Spec-Driven Development: Controlling AI Code Generation

Observations

4000 lines in a single MR. Three hours reviewing, 12 comments, fixes - another 800 lines. On the fourth attempt I closed the tab and realized: the problem isn’t the code, it’s that nobody knew what exactly needed to be written.

If you work with large codebases, this situation is familiar. Large MRs are a symptom. When it’s unclear what exactly needs to be done, developers write more code than necessary. They add things just in case. Cover scenarios nobody asked for. The MR grows not because the task is big, but because the boundaries are fuzzy.

Another cause is the illusion that it’s easier to do everything in one task than to decompose. It seems like splitting creates extra work. In practice, a monolithic 4000-line MR can’t be properly reviewed, and bugs slip through to production.

I use AI daily. Claude Code is my main tool - it can be configured to use different models: Anthropic, DeepSeek, GPT family, local ones via Ollama. At some point I noticed a pattern: the more precisely I formulate the task, the better the result. Prompts became increasingly structured - simple instructions, then templates, then something resembling technical specifications.

Where’s the problem? At first I thought I was too lazy to give AI detailed instructions. Then I decided the AI Agent wasn’t gathering enough context - needed RAG or something similar. Eventually I realized the problem is in both places: creating full instructions feels like overkill, and how to help the agent gather the right context - unclear.

But the main thing - there’s nothing to verify. No artifact you can point to and say: this is what was specified, this is what was built.

Hypothesis

The idea isn’t new - the industry has been talking about spec-first approach for a while. I wanted to try it for a long time and finally decided to test it.

If requirements are formalized as a specification before coding begins, then:

AI Agent will generate more predictable code
Results can be validated against the specification
Architecture will remain controllable

When AI Agent generates hundreds of lines of code per minute, the only way to control the result is to have a formal description of what should be produced, and a tool that verifies the implementation matches the specification. More on the latter in a separate article.

Method

I decided to test the hypothesis on a real project - a tool for building architectural graphs from Go code. The rule was simple: not a single line of code without a specification.

First specification - create an empty project with standard Go layout. Second - graph model. Third - Go code analyzer. Over several days, 10 completed specifications accumulated.

Storage Structure

Kanban-like organization via file system:

 1
 2
 3
 4
 5
 6
 7
 8
 9
10
specs/
├── todo/           # task queue
│   ├── 0010-feature-x.md
│   └── 0020-feature-y.md
├── inprogress/     # in progress (maximum one - WIP limit)
│   └── 0005-current.md
└── done/           # completed
    ├── 0001-init-project.md
    ├── 0003-data-model.md
    └── 0004-go-analyzer.md

Prioritization via numeric prefix: lower number - higher priority. State transitions - moving files between directories.

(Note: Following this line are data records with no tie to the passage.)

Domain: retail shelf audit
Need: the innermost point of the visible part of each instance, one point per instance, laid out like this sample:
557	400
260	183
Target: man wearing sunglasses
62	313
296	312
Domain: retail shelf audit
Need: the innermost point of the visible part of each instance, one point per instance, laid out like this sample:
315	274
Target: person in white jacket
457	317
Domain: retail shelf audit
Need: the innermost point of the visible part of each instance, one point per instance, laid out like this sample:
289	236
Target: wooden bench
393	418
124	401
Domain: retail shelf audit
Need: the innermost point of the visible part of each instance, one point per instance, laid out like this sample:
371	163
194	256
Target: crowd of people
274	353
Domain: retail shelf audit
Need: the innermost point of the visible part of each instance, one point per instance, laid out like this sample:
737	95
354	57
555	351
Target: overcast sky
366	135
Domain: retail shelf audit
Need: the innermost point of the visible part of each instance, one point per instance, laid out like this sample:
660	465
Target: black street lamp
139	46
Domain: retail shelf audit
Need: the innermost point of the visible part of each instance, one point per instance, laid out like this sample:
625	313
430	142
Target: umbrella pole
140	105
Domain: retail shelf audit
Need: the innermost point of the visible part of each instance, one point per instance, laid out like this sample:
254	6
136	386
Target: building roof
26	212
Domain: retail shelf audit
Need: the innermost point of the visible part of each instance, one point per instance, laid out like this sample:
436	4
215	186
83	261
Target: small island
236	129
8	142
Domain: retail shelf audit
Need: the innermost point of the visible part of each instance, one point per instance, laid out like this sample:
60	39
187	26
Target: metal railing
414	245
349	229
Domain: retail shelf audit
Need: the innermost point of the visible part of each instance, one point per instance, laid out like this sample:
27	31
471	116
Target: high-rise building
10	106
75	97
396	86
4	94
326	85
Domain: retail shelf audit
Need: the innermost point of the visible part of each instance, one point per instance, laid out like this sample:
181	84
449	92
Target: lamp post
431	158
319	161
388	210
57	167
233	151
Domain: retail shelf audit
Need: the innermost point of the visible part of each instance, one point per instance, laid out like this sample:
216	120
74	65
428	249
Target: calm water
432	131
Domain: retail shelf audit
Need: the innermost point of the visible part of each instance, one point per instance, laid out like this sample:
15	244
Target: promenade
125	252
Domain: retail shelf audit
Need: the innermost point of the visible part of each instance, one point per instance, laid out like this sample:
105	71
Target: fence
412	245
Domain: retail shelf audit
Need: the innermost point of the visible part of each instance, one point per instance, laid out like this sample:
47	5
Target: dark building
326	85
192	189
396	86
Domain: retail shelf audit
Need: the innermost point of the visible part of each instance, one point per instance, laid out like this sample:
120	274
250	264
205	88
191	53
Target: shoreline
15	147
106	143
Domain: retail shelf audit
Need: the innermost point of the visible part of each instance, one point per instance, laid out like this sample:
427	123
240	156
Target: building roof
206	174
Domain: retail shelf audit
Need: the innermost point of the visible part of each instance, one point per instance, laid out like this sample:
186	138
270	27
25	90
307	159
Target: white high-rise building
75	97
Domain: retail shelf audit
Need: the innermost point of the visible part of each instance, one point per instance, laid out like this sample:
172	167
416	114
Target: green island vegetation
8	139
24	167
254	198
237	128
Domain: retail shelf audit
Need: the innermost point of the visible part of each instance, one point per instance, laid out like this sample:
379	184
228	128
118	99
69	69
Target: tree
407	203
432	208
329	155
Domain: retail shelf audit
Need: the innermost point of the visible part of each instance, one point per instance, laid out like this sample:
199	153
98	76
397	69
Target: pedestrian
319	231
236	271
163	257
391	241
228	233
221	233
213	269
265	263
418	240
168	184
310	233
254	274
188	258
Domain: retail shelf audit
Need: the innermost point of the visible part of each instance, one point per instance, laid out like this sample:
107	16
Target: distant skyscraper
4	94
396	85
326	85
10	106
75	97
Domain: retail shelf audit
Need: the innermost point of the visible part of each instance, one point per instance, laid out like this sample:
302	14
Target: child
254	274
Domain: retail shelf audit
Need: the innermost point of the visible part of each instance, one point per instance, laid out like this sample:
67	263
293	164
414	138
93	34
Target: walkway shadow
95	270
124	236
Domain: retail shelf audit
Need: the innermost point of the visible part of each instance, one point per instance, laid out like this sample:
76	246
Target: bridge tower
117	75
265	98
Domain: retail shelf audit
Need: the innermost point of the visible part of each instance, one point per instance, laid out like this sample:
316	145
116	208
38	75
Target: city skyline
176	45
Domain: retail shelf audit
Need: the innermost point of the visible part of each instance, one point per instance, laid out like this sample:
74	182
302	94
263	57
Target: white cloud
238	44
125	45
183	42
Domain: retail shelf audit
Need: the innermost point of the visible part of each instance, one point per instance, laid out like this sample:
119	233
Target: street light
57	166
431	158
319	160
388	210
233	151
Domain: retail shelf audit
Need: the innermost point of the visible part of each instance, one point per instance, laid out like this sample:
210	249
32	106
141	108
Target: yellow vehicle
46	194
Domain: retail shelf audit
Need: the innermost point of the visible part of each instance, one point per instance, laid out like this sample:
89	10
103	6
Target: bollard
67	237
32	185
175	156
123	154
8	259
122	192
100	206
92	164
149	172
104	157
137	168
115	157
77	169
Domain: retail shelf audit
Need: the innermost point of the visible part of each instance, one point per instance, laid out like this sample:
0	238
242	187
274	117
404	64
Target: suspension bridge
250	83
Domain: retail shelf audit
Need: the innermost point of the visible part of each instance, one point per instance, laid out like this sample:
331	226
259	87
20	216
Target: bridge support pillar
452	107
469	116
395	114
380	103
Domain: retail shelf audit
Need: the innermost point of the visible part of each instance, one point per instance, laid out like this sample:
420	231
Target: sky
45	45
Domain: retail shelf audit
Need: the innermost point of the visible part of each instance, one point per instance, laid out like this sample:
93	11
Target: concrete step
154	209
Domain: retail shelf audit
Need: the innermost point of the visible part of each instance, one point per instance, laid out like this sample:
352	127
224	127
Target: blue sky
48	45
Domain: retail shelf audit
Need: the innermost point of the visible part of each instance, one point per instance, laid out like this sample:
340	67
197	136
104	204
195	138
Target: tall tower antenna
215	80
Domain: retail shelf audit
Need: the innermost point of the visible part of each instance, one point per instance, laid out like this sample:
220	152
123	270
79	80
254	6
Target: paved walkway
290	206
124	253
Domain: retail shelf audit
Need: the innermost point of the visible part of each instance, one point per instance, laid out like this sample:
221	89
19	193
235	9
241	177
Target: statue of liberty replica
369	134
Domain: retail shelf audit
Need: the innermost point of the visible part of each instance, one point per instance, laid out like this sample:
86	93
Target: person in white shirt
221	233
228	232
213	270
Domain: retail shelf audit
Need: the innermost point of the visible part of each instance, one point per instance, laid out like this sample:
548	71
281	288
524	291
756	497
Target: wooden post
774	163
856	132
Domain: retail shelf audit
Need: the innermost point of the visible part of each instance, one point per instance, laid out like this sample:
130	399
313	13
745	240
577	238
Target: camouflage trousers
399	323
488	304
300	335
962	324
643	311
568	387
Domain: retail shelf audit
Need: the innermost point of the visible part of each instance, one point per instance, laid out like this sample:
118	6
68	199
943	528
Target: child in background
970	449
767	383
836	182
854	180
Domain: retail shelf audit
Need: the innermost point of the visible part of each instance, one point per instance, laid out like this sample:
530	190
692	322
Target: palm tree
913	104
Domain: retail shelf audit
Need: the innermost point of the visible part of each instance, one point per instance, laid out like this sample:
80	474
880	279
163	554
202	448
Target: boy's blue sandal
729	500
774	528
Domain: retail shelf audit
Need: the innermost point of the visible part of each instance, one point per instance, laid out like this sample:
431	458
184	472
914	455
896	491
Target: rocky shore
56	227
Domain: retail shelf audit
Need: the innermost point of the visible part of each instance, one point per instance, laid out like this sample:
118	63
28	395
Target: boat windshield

graph LR TODO["todo/"] --> INPROGRESS["inprogress/"] INPROGRESS --> DONE["done/"]

Specification Sizes

Classification by time to write the specification (T-shirt sizing):

S (Small) - up to 10 minutes
M (Medium) - 10-20 minutes
L (Large) - more than 20 minutes

Size determines depth of elaboration. S-task: Problem Statement and 5 Acceptance Criteria. L-task: full UML/C4 diagrams, detailed Requirements, 15+ acceptance criteria. Correlation between specification size and result predictability is direct.

If you’re starting from scratch - try an S-specification first. Minimal investment for the experiment.

S-Specification Example: Project Initialization

 1
 2
 3
 4
 5
 6
 7
 8
 9
10
11
12
13
14
15
16
17
18
19
20
21
22
23
24
25
26
27
28
# Spec 0001: Initialize Standard Golang Project Layout

**Metadata:**
- Priority: 0001
- Status: Done
- Effort: S

## Overview
### Problem Statement
Need to create basic Go project structure for the archlint tool
according to standard development practices.

### Solution Summary
Initialize Go module and create minimal project structure.

## Requirements
### R1: Go Module Initialization
- Initialize Go module with name github.com/mshogin/archlint

### R2: Minimal Directory Structure
- Create cmd/archlint/ for entry point
- Create internal/ for private code
- Create pkg/ for public libraries

## Acceptance Criteria
- [x] AC1: go.mod created with module path github.com/mshogin/archlint
- [x] AC2: cmd/archlint/main.go exists and compiles
- [x] AC3: Directories internal/ and pkg/ exist

Minimum details, maximum specificity. AI gets clear task boundaries.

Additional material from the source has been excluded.